Perjalanan Pagiku
Dalam perjalanan menuju tempat kerja aku dengerin I
Radio.Selingan Iklan Emha Ainun Najib, Bahasannya adalah tentang kesulitan,
apakah merupakan sebuah teguran atau sebuah ujian untuk naik kelas. Cak Nun
bilang bahwa kalau kita mendapatkan kesulitan, anggaplah itu sebagai teguran
dari Allah agar kita introspeksi diri dan berusaha menjadi lebih baik. Tapi
kalau kesulitan itu terjadi pada orang lain, betapa pun buruk sifat orang itu,
anggaplah itu sebuah ujian bagi dia; kesempatan dari Tuhan untuk dia naik kelas
ke jenjang kebajikan yg lebih tinggi. Dengan bersikap begini, kita senantiasa
teringat untuk menjadi lebih baik, dan juga terhindar dari perasaan benci pada
orang lain.
Reaksi spontan dari ku, ku acungkan jempol sama Cak Nun! Ini
bener2 sesuai dengan pandanganku bahwa: the way you see the problem is the
problem, esse est percipi (to be is to be perceived).
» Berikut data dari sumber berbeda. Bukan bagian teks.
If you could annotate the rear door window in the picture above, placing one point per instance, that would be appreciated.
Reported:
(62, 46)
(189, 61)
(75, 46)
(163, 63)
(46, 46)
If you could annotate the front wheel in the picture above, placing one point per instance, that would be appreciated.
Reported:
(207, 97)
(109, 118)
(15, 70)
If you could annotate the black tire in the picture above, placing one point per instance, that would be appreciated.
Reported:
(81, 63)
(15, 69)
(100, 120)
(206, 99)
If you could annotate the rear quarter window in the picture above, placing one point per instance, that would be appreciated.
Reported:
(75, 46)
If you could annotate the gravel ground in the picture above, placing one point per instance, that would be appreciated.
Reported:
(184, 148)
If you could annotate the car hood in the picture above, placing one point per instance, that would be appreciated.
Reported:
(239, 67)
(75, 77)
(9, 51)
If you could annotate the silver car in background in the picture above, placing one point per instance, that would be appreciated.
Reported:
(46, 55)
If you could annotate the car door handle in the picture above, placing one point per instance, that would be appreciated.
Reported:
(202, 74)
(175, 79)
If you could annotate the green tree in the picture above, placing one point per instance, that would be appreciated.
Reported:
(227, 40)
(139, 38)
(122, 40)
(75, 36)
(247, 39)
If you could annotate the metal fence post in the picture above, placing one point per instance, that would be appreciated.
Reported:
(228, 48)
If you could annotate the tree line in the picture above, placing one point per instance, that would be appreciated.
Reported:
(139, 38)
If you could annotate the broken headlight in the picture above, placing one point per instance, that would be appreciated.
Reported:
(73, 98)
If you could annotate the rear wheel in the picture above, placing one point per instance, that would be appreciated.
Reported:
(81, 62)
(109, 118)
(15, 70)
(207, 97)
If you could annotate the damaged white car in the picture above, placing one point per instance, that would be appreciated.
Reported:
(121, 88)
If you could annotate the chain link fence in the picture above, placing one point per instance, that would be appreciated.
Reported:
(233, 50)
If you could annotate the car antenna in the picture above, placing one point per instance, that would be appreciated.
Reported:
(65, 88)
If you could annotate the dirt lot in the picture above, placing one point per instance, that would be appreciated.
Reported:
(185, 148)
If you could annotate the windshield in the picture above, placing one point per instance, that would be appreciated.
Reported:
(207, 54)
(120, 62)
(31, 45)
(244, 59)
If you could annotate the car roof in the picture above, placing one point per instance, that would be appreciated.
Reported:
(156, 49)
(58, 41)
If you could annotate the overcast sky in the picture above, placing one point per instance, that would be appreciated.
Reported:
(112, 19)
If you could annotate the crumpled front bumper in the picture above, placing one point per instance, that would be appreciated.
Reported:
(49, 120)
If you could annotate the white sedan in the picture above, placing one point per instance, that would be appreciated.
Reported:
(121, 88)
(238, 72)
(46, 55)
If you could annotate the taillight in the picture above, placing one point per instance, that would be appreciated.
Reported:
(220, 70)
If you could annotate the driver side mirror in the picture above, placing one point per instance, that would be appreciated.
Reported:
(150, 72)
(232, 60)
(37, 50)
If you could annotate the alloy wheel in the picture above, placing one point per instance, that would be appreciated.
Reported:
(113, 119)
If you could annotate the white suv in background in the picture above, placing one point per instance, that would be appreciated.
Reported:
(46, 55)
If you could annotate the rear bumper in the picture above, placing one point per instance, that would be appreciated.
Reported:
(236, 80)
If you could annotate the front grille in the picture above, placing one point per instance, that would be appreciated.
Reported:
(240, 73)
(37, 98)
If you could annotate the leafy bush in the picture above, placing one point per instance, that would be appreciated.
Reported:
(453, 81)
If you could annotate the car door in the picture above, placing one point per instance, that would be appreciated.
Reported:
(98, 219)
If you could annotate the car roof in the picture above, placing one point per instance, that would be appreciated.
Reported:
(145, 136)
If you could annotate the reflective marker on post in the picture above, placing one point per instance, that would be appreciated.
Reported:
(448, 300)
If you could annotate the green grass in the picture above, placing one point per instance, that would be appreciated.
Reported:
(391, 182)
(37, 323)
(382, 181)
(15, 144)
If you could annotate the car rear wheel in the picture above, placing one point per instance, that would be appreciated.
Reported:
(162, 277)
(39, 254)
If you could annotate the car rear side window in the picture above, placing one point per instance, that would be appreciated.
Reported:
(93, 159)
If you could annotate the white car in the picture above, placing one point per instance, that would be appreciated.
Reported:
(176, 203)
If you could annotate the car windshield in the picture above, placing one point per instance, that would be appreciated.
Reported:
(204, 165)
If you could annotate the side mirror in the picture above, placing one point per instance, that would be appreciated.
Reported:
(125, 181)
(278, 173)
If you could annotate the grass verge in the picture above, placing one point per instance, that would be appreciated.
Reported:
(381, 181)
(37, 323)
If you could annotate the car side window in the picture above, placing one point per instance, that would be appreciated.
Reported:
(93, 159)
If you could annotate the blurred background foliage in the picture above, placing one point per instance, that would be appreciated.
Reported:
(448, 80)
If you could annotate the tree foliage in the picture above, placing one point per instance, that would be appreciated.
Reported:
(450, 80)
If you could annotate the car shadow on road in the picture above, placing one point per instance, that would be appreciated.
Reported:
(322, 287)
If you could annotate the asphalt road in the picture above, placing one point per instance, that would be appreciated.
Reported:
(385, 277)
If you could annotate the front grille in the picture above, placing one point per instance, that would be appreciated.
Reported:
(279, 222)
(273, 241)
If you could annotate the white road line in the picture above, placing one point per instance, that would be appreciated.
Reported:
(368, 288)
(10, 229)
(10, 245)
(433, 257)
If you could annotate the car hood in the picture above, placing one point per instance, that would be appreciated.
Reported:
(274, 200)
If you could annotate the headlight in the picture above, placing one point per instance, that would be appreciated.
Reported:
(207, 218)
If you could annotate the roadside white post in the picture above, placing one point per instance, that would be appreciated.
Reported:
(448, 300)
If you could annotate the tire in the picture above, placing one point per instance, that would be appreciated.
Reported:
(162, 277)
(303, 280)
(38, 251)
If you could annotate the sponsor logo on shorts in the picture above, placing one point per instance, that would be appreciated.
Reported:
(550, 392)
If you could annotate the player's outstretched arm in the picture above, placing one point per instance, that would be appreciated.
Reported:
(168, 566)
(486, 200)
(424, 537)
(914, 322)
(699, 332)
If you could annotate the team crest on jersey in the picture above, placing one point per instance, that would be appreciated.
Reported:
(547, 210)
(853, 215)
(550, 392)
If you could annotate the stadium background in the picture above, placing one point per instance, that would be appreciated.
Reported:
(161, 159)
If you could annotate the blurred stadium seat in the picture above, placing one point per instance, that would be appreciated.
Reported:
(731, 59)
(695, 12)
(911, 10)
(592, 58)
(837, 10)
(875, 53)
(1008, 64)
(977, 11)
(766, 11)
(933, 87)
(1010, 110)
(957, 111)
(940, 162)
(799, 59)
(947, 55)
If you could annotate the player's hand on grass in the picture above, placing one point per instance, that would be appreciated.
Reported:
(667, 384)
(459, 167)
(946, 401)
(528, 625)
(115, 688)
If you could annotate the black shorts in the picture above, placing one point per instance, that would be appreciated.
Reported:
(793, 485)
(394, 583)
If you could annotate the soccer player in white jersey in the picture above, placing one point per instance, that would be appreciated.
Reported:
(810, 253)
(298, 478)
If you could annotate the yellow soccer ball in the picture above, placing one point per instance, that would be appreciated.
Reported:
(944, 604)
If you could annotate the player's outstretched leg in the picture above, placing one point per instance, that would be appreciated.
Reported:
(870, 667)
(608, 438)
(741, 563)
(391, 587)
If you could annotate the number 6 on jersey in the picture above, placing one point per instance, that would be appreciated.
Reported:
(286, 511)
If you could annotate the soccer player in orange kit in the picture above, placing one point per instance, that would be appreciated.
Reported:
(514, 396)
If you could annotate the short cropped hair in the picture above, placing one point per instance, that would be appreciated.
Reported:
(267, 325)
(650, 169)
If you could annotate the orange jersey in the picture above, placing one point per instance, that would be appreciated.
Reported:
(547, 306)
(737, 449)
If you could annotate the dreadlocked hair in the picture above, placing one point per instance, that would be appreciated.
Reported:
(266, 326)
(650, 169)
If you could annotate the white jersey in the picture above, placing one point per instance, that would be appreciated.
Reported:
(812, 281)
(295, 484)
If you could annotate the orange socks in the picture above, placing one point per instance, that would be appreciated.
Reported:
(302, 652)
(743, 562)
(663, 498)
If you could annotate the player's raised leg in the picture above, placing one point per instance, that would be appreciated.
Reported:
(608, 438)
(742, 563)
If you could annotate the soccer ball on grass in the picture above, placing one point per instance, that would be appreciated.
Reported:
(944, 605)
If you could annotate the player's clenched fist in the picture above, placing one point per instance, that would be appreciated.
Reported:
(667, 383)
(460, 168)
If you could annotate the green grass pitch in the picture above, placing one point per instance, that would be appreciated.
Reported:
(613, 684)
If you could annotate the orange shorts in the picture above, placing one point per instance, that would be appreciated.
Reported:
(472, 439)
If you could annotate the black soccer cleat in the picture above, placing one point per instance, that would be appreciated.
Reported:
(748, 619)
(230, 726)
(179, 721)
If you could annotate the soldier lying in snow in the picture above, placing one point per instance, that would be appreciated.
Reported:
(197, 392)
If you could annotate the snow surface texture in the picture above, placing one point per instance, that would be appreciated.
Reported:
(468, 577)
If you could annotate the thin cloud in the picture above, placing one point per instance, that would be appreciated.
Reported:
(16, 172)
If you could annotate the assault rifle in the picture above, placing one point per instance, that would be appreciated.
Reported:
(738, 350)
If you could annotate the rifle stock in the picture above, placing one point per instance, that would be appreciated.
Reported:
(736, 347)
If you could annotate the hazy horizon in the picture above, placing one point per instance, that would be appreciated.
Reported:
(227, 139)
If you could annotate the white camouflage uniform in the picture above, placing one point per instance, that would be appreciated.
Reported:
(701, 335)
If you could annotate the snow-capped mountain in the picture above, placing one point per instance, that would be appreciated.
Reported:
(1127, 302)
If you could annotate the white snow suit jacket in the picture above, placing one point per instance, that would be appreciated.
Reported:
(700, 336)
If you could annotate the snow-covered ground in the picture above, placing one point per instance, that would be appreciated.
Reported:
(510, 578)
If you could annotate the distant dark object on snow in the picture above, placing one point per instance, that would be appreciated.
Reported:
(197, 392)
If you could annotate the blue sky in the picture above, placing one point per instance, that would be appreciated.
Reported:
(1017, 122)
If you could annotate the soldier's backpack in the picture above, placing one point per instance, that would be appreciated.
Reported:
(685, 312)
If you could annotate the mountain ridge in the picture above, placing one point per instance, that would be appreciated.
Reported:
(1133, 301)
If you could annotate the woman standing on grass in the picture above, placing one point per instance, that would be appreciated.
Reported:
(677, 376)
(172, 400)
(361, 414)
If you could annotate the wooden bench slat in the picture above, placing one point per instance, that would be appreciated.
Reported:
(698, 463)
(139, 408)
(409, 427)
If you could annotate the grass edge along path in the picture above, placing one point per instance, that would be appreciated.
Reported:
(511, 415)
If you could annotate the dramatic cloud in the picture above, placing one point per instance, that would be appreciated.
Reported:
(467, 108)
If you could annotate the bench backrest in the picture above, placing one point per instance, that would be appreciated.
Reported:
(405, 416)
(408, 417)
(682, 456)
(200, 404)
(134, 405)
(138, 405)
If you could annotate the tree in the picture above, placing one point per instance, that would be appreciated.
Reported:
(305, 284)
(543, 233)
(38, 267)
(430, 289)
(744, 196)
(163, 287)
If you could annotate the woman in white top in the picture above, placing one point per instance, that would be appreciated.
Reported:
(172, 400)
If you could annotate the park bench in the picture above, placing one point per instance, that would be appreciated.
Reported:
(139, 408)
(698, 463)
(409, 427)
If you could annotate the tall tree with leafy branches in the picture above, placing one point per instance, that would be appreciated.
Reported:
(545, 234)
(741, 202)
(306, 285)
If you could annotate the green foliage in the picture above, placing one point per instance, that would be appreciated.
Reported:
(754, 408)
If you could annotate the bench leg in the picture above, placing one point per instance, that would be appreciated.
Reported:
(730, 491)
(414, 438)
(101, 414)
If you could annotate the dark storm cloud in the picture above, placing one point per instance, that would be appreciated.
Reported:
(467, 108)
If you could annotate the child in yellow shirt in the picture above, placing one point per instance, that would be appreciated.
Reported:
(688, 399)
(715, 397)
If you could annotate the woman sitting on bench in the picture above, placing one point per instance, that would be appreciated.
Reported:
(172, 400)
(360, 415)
Semua stimulus itu
sifatnya netral, kita yang memberi arti pada stimulus itu; teguran, ujian,
karma, siksa, berkah. Kenyataan itu adanya di kepala kita, bukan di mata kita.
Reaksiku setelah kegirangan sesaat hilang: duh, betapa
kalimat itu menamparku! Betapa sering aku diam2 dan/atau tanpa aku sadari mensyukuri
kesulitan yang dialami orang lain yang pernah berlaku kurang baik terhadapku.
Betapa aku kadang2 masih punya kepongahan dan menggunakan kalimat suci sebagai
justifikasi: doa orang yang teraniaya memang didengar Tuhan.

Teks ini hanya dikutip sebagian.